Beyond the recognition of the procyclicality problem, neither report sufficiently recognizes the problem of moral hazard. In fact, both reports recommend the prudential regulation and supervision of “systemically significant” financial institutions, including securities firms, insurance companies, hedge funds and other financial institutions, in addition to banks. Apart from the problem of defining what is a systemically significant institution, this approach is a troubling source of moral hazard. Any company that is designated as systemically significant and specially regulated for that reason will immediately be seen by the markets as too big to fail. As a result, this and other similarly designated companies will have less difficulty than their competitors in raising capital and obtaining credit. Lower interest rates and capital costs will eventually allow such companies to dominate their markets.
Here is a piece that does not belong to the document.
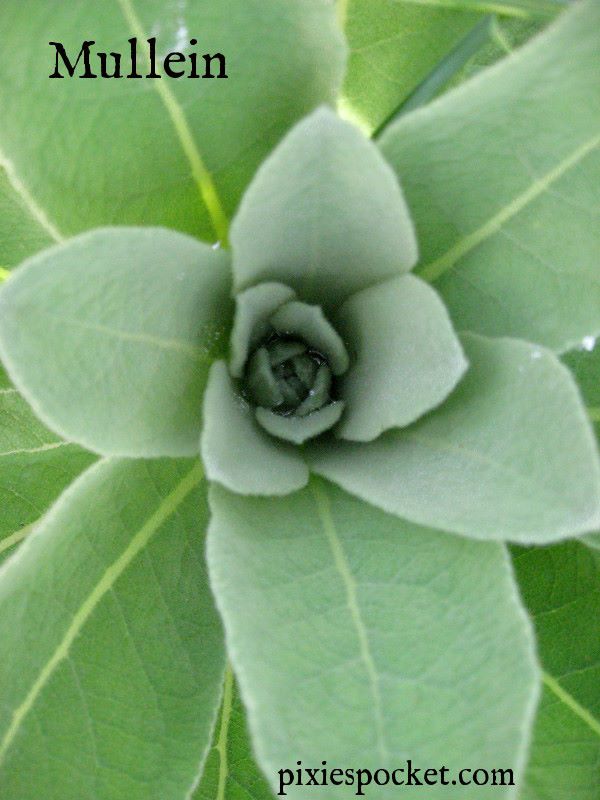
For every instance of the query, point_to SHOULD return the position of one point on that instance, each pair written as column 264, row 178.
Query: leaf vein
column 89, row 604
In light of the problems caused by Fannie Mae and Freddie Mac, it is curious that these reports would both recommend expanding the number of companies that would also be implicitly backed by the government. There is no reason why the taxpayers should be called upon to protect the large creditors of any financial institutions against loss, but if government policy continues to create institutions that are deemed too big to fail that will be the inevitable outcome.
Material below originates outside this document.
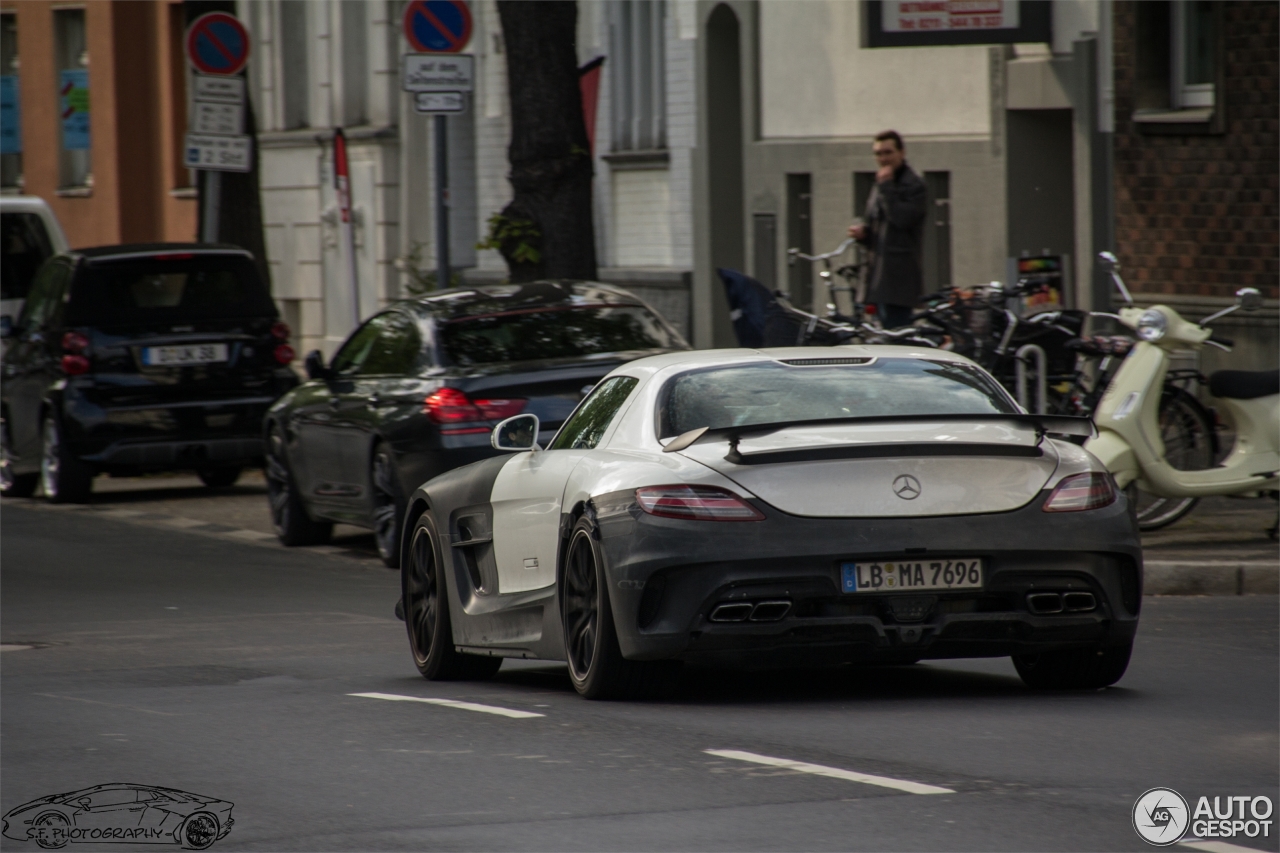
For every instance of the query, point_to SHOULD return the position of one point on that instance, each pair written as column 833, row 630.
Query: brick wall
column 1197, row 214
The reports also did not recognize that the bank regulators seriously underestimated the need for capital during the early stages of the current crisis, when it was still relatively easy for the banks and others to raise capital. This is another example of regulatory failure, and another reason why regulatory discretion must be curbed, not enhanced. The Shadow Committee believes that the capital levels that would qualify a bank as well capitalized should be raised substantially in normal market conditions, and gradually reduced during times of market stress. This permits capital to play its principal role as a cushion against losses.

It is also clear that bank regulators have limited abilities to see and understand the risks that build up in the banking system. Neither report recognizes this problem or proposes any substantial change in regulation to deal with it. Smart regulation would enlist market discipline in controlling risk taking. For example, the Shadow Committee has recommended (Statement No. 264, December 8, 2008, “An Open Letter to President Obama”) that regulators be directed to develop metrics or indicators of risk-taking that banks should be required to publish regularly, so the markets can make a better informed decision concerning the risks that the banks are assuming. In 2000, the Committee also recommended that large banks issue subordinated debt that cannot by law be bailed out (Statement No. 160, March 2, 2000, “Reforming Bank Capital Regulation”). A rise in the interest rate on these securities over a benchmark would be an indicator for the regulators that the market perceives that a particular bank is taking excessive risk. The Committee continues to believe that large banks should be required to issue uninsured subordinated debt, and that the regulators should be required to respond publicly to substantial interest rate changes on this debt and to increases in the spread on credit default swaps. Consideration should also be given to establishing a predetermined macro signal, such as a rapid increase in the growth rate of aggregate loans, that would trigger a requirement for an increased capital ratio.

Any financial crisis provides an opportunity to locate and address the weaknesses in financial architecture that allowed banks and other financial institutions to require government rescue or to fail. It should not be viewed as an opening to adopt questionable ideas, such as extending the scope of safety-and-soundness regulation beyond commercial banks.